Gene Therapy May Help Address Remaining Unmet Needs in Hypertrophic Cardiomyopathy
Milind Desai, MD, MBA, an investigator on the MyPeak-1 trial and the director of the Hypertrophic Cardiomyopathy Center and the vice chair of the Heart Vascular Thoracic Institute at the Cleveland Clinic, discussed Tenaya Therapeutics’ TN-201.
Milind Desai, MD, MBA
Prior to the FDA’s approval of the first-in-class small molecule drug mavacamten last year, there were no precision therapies specifically directed at hypertrophic cardiomyopathy (HCM) on the market. Despite this advance, substantial unmet need remains for patients with genetic variants of HCM like MYBPC3-associated HCM, because mavacamten does not address the underlying basis of the disease: a dearth of Myosin Binding Protein-C3 (MyBP-C3), the protein produced by a functional version of the MYBPC3 gene.
Recently, Tenaya Therapeutics launched the phase 1b MyPeak-1 clinical trial (NCT05836259) evaluating an investigational gene therapy, TN-201, intended to directly provide patients with a functional copy of MYBPC3. Following the announcement of the study’s initiation, CGTLive™ spoke with Milind Desai, MD, MBA, an investigator on MyPeak-1 and the director of the Hypertrophic Cardiomyopathy Center and the vice chair of the Heart Vascular Thoracic Institute at the Cleveland Clinic, about the current state of care in HCM and TN-201's potential to change this landscape.
CGTLive: Can you give an overview of the current state of care for HCM? What unmet needs remain for these patients?
Milind Desai, MD, MBA: I will start by saying HCM is the most commonly studied genetically-mediated cardiomyopathy. Within the context of HCM, the most common genetic mutation that we know of is the MYBPC3 mutation. Essentially, in patients who have this mutation, this is a loss-of-function mutation. The bottom line is the end protein, MyBP-C3, in these patients is only at a 60% or 70% level. Assuming we are normal, it would be at 100% levels in us, but in these individuals, it is only at 60% or 70%. The downstream effect of that is associated with a lot of the pathophysiology of HCM: stiff muscle, thickness of the heart muscle, impaired use of energetics of the heart muscle, and all the downstream ramifications related to that. That's the fundamental root of the problem.
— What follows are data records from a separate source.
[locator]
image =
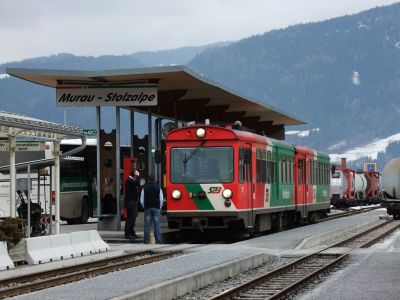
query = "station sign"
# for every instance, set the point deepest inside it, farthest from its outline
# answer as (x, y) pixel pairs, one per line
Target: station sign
(90, 132)
(23, 146)
(145, 95)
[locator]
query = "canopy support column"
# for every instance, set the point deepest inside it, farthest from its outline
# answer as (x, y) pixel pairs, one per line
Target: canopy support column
(12, 142)
(57, 183)
(149, 143)
(118, 165)
(98, 183)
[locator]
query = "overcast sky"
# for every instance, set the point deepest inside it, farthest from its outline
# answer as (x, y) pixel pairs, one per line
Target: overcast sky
(97, 27)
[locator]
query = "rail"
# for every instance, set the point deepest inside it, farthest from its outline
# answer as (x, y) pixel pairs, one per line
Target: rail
(281, 282)
(42, 280)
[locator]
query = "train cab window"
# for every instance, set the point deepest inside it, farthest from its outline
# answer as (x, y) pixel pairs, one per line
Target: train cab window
(201, 165)
(245, 164)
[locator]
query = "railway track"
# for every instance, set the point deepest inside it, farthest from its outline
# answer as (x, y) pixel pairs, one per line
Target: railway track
(281, 282)
(347, 213)
(42, 280)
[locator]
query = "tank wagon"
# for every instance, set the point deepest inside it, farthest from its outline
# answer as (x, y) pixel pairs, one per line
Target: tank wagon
(225, 178)
(391, 188)
(350, 187)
In HCM, until about last year, there was no real specifically developed precision therapy for overall HCM. Mavacamten is the first-in-class that was approved by the FDA last year to treat the full spectrum of obstructive HCM patients. It is not something that is developed specifically for this MYBPC3 mutation. While it is a precision drug that works at the sarcomeric level of HCM, it is not something that has the potential of fixing the genetic abnormality in terms of the loss of protein and its downstream ramifications. As such, until last year or a year before that there were no precision therapies. Then came mavacamten. Now, there is clearly [still] an unmet need: Can we repair the genetic abnormality? Can we potentially cure the disease associated with this genetic mutation? That's where we are headed towards with the conversation.
What is TN-201 and how may it address unmet needs in HCM?
Now we are entering into gene therapy. This is an adenovirus-associated vector-based gene therapy. The bottom line is, we take the naturally occurring adenovirus, its basic genetic material is removed, and a cassette of MYBPC3 gene copy and some associated delivery material—a delivery payload for the lack of a better term—is inserted into this adenovirus. Basically, the concept is that once it is infused through your standard intravenous injection, it then subsequently goes straight to the heart where the DNA cassette is then delivered. It comes out of the virus and triggers a signal to generate RNA, which then triggers a signal to generate the protein. For the lack of a better term, this infusion will top off the missing 30% to 40% of the protein. Then, that is expected to have downstream positive ramifications like improving symptoms, improving functional capacity, reducing stiffness, potentially reducing thickness, etc. The good thing about the design is this specifically goes to the heart and then the excess material is excreted to the liver. It does not go and do anything else that we know of in other organs, in terms of genetic modification, and it does not go into the human genome, so, it is not something that will be transmitted down to your children and the future generation. That's the fundamental thought-process in a nutshell. So, if the concept works, then 1 infusion can potentially cure the disease. That's the holy grail we are after.
This transcript has been edited for clarity.